La banalità del bene mi fa diventare cattivo

A Natale bisogna essere più buoni ma ci sono libri che sembrano fatti apposta per farci diventare più cattivi. C’è posta per Dio (Piemme) mette in fila una serie di letterine indirizzate a Nostro Signore che farebbero perdere la pazienza a un santo. I mittenti sono, come recita il sottotitolo, «protagonisti della vita italiana». Facciamo finta che Alessandro Meluzzi sia un protagonista della vita italiana: non è questo il problema. Meluzzi merita anzi la nostra simpatia, dichiarando di essersi convertito e ritirato in uno stravagante monastero un po’ cattolico un po’ new age sulle colline del Monferrato. Facciamo finta che il curatore Francesco Antonioli creda davvero a ciò che ha scritto nell’introduzione: «La cinquantina di contributi che leggerete sono tutti di spessore». Dev’essergli sfuggito quello di Dario Vergassola, consistente (per fortuna) in due sole righe di testo: «Dio? Ho provato a chiamarlo più volte, ma è sempre occupato». Quando parlano dell’Altissimo i cabarettisti non fanno ridere, in compenso ci riescono gli intellettuali impegnati.

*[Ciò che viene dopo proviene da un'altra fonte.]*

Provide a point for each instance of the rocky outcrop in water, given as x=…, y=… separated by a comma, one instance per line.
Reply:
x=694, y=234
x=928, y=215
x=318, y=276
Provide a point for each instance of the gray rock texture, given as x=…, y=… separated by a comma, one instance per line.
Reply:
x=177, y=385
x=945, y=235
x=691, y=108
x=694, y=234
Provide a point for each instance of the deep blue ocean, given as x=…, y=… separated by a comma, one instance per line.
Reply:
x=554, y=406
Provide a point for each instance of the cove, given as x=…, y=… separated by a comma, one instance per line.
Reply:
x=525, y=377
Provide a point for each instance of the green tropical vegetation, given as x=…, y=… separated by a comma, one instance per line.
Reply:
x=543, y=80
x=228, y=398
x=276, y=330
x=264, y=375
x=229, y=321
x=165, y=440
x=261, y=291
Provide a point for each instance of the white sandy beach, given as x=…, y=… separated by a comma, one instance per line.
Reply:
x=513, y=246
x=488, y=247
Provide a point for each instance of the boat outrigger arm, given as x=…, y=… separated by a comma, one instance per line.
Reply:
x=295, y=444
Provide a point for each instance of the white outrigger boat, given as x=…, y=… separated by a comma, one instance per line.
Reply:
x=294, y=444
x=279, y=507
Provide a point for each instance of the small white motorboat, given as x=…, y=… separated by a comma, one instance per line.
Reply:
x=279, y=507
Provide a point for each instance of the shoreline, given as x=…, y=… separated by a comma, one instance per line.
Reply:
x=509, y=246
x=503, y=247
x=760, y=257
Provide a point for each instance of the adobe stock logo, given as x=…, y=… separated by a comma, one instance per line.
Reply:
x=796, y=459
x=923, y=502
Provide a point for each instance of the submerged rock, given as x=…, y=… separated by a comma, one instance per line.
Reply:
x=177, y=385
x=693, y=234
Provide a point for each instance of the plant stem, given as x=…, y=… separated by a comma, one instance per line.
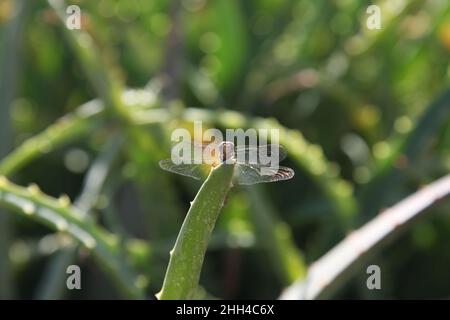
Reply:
x=186, y=258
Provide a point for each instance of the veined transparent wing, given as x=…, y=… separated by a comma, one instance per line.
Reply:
x=251, y=154
x=196, y=171
x=247, y=174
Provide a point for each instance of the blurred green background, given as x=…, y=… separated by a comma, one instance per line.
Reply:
x=364, y=114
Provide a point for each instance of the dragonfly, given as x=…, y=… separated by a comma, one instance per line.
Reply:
x=251, y=165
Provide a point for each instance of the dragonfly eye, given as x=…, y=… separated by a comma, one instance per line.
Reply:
x=226, y=149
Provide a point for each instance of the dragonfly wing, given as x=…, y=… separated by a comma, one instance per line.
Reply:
x=247, y=174
x=250, y=154
x=196, y=171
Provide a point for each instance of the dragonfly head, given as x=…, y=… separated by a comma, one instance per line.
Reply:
x=226, y=150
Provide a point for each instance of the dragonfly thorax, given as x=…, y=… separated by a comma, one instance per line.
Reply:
x=226, y=151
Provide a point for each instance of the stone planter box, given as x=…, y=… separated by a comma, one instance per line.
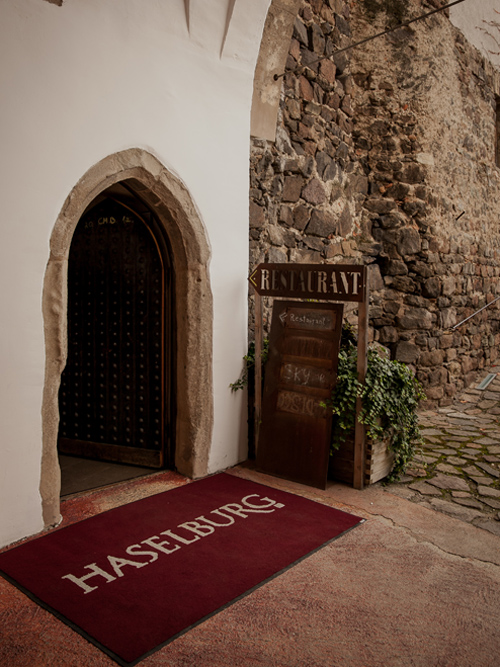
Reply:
x=378, y=461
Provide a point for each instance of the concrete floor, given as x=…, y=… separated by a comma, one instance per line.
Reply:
x=410, y=587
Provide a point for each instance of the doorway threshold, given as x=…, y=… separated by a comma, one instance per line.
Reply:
x=79, y=474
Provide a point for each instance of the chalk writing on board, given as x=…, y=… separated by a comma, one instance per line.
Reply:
x=299, y=404
x=308, y=347
x=319, y=320
x=107, y=220
x=306, y=376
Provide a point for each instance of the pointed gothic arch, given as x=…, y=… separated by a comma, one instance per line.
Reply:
x=172, y=204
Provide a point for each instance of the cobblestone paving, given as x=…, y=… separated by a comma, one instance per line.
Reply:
x=458, y=469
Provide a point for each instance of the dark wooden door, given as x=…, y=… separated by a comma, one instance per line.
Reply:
x=116, y=395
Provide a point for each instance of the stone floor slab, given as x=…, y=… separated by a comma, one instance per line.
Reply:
x=426, y=489
x=448, y=482
x=451, y=508
x=488, y=492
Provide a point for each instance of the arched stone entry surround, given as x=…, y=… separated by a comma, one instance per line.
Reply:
x=169, y=199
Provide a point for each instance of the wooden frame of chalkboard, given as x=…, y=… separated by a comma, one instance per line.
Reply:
x=319, y=283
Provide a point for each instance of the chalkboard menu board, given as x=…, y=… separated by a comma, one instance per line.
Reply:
x=301, y=371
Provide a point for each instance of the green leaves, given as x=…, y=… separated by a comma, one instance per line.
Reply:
x=249, y=360
x=390, y=397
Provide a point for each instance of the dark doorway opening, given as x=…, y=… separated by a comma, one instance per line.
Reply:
x=117, y=394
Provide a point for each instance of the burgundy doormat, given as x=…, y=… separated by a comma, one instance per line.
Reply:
x=136, y=577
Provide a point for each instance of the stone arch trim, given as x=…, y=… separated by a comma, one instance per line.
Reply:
x=273, y=53
x=167, y=196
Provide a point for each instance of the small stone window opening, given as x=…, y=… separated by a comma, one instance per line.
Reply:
x=497, y=132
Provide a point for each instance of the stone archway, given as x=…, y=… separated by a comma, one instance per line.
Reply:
x=169, y=199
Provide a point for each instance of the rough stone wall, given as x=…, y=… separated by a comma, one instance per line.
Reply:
x=425, y=135
x=307, y=188
x=388, y=158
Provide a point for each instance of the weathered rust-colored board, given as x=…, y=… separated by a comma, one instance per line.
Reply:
x=328, y=282
x=301, y=372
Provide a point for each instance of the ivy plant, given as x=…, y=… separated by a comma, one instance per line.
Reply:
x=389, y=398
x=249, y=365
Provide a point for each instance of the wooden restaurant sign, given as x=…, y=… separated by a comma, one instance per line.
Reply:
x=330, y=282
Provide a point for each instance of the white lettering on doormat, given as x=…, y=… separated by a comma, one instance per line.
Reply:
x=185, y=533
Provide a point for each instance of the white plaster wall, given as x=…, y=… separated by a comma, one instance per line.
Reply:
x=78, y=83
x=477, y=19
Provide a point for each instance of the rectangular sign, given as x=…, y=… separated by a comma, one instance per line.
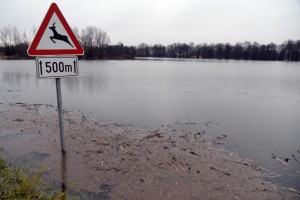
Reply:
x=56, y=67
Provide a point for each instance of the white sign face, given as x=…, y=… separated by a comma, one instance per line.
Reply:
x=56, y=67
x=55, y=36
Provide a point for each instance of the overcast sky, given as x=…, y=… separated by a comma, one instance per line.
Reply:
x=167, y=21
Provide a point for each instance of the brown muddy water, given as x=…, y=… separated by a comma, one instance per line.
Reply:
x=255, y=104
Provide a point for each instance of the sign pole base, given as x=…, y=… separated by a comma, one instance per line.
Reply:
x=60, y=115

Nando Dalla Chiesa racconta del suo maldestro tentativo di avvicinamento alla religione. Il giorno che decise di confrontarsi con l’Eterno si diresse verso la chiesa di fronte alla Statale di Milano. Spinse la porta, la porta era chiusa, smise di spingere e nello stesso tempo smise di cercare Dio. Si vede che era troppa fatica riprovarci dopo la pausa pranzo. Giovanni Filoramo è uno storico del cristianesimo con una lunga bibliografia di volumoni editi da Laterza, Einaudi e Morcelliana. Per mandare in cenere la credibilità di migliaia di sudate pagine bastano due paginette farcite di facezie. La sua lettera è indirizzata a «Dio (o chi per Lui/Lei)» e comincia così: «Gentile Signore/Signora». Il resto di conseguenza. Lidia Ravera coglie l’occasione per ribadire il suo ateismo: «Non credo nella vita eterna. Siamo tutte scimmie civilizzate». La frase dimostra che il pensiero della scrittrice torinese ha avuto una certa evoluzione. Qualche anno fa secondo lei eravamo dei porci, con le ali ma pur sempre porci: la trasformazione in scimmie è indubbiamente un passo in avanti, se non verso il divino almeno verso l’umano.

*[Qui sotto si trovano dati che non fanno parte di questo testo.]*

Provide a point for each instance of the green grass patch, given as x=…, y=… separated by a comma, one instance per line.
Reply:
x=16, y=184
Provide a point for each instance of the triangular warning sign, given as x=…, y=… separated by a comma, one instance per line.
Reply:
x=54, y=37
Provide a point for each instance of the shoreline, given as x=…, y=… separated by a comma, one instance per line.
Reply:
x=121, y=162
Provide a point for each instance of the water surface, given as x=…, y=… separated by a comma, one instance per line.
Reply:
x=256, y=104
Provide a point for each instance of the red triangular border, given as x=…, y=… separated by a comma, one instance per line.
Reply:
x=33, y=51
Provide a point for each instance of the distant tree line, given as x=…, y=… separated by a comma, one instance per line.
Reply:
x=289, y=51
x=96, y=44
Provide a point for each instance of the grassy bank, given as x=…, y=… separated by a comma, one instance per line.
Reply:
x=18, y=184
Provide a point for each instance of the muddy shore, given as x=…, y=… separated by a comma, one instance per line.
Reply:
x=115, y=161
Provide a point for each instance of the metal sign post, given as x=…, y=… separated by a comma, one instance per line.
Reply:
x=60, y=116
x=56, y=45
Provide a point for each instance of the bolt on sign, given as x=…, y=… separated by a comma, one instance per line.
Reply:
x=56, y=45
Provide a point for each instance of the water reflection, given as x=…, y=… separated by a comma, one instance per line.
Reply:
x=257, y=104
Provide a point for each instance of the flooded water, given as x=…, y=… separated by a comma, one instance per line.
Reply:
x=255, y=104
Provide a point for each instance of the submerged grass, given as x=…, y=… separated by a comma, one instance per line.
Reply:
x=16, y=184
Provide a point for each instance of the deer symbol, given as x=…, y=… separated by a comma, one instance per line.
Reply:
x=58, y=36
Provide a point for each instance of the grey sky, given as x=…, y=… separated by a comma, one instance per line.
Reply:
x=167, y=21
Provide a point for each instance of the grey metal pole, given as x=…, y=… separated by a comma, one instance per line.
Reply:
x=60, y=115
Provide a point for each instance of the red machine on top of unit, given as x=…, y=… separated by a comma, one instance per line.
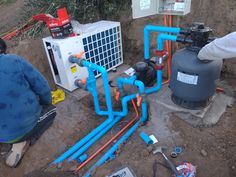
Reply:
x=59, y=27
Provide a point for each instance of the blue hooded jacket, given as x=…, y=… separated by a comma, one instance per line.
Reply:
x=23, y=91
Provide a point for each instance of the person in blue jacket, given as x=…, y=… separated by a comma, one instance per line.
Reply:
x=25, y=104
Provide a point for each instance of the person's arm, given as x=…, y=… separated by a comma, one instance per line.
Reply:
x=221, y=48
x=37, y=82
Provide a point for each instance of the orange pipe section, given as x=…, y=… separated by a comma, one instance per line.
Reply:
x=111, y=140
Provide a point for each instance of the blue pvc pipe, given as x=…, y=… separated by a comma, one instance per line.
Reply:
x=122, y=81
x=125, y=100
x=82, y=158
x=104, y=76
x=109, y=111
x=91, y=84
x=158, y=85
x=94, y=139
x=114, y=148
x=161, y=39
x=146, y=138
x=80, y=143
x=124, y=112
x=151, y=28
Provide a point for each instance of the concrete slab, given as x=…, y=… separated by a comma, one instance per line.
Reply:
x=208, y=116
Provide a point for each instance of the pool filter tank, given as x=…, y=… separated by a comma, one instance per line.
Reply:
x=192, y=81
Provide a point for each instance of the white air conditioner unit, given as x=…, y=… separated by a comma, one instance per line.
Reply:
x=102, y=44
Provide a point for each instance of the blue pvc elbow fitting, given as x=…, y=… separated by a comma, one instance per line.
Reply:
x=146, y=138
x=82, y=158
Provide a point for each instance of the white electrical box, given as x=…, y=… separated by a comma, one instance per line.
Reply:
x=143, y=8
x=173, y=7
x=102, y=44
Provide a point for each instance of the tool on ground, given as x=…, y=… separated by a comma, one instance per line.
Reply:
x=146, y=138
x=171, y=165
x=124, y=172
x=176, y=151
x=57, y=96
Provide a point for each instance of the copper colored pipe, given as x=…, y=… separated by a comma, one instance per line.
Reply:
x=111, y=140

Fabrizio Rondolino si dichiara pagano, forse spera di pubblicare con Adelphi. Dovendo compiacere l’esoterico Calasso si lancia in affermazioni destituite di qualsiasi fondamento: «La rappresentazione astratta di Dio tende a cancellare anche sul piano simbolico il principio di tolleranza di un mondo plurale». Il mondo plurale, come lo chiama lui, è il mondo precristiano che aveva per regole il sacrificio umano e la schiavitù.

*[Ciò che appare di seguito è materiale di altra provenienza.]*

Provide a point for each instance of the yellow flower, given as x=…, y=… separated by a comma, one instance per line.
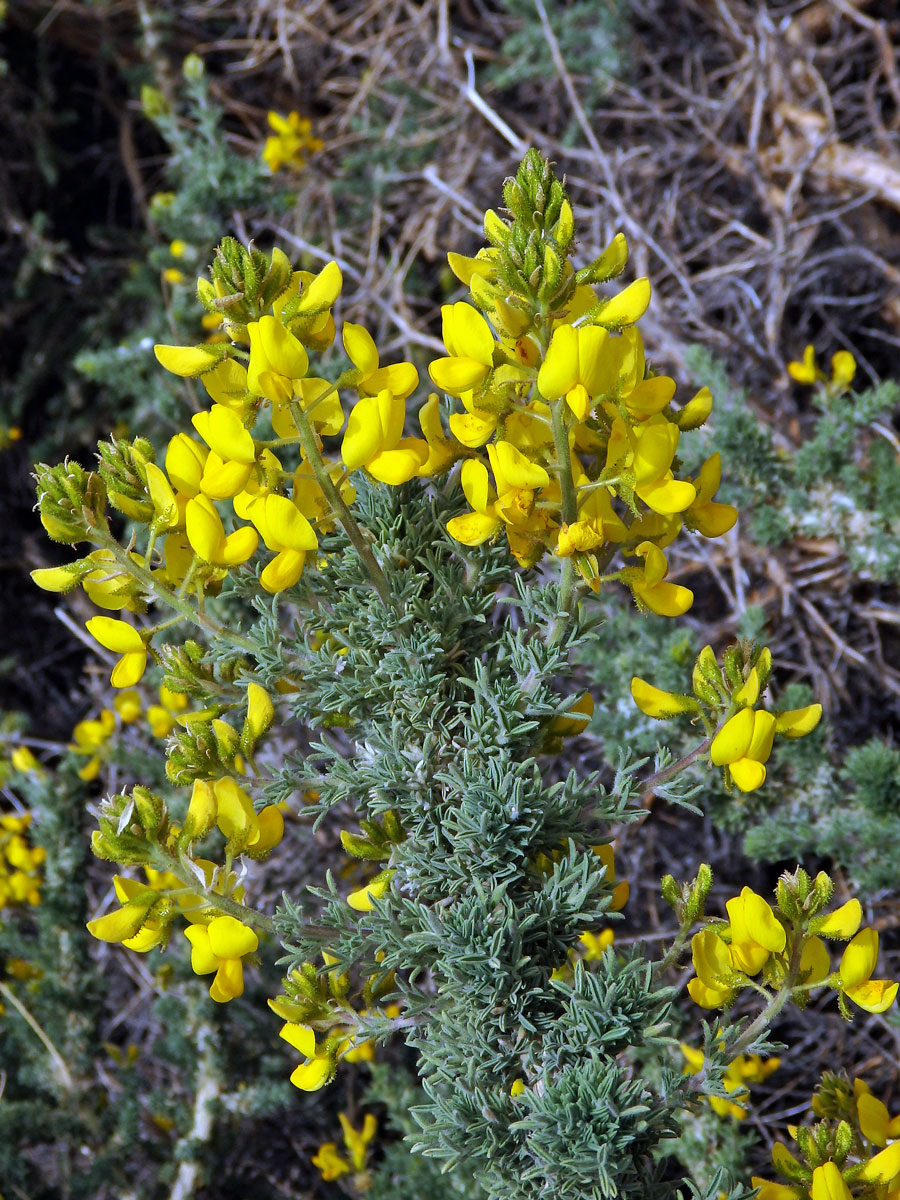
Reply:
x=743, y=745
x=646, y=451
x=755, y=931
x=361, y=900
x=375, y=441
x=658, y=703
x=473, y=528
x=715, y=976
x=277, y=360
x=706, y=515
x=319, y=1067
x=828, y=1183
x=124, y=924
x=221, y=947
x=401, y=378
x=207, y=535
x=442, y=453
x=125, y=640
x=232, y=455
x=856, y=970
x=469, y=343
x=875, y=1121
x=292, y=142
x=574, y=367
x=653, y=591
x=286, y=532
x=329, y=1162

Franco Cardini nella lettera confessa di credere in Dio senza troppa convinzione, di sentirsi svantaggiato rispetto a ebrei e maomettani per l’obbligo cristiano di riconoscere la divinità di Gesù, di essere perfino un po’ ateo «come quasi tutti i cattolici del XXI secolo». Dopo Cardini entriamo in pieno Islam. Mahmoud Srour, assessore musulman-mastelliano della Regione Abruzzo, scrivendo che «presunti musulmani trasgredendo al Tuo insegnamento e a quello del Tuo profeta hanno dichiarato guerra ad altri figli di Abramo», dimostra di non conoscere il Corano, che invece è pieno di incitamenti alla guerra santa.

Rula Jebreal, la bella saracena di La Sette, quando scrive che «le tre religioni del Libro dicono le stesse cose» rivela di non avere la minima idea di che cosa contengano due volumi di una certa diffusione, reperibili nelle migliori librerie, intitolati Antico Testamento e Vangelo. Prima di scrivere a Dio, sarebbe meglio dargli un’occhiata.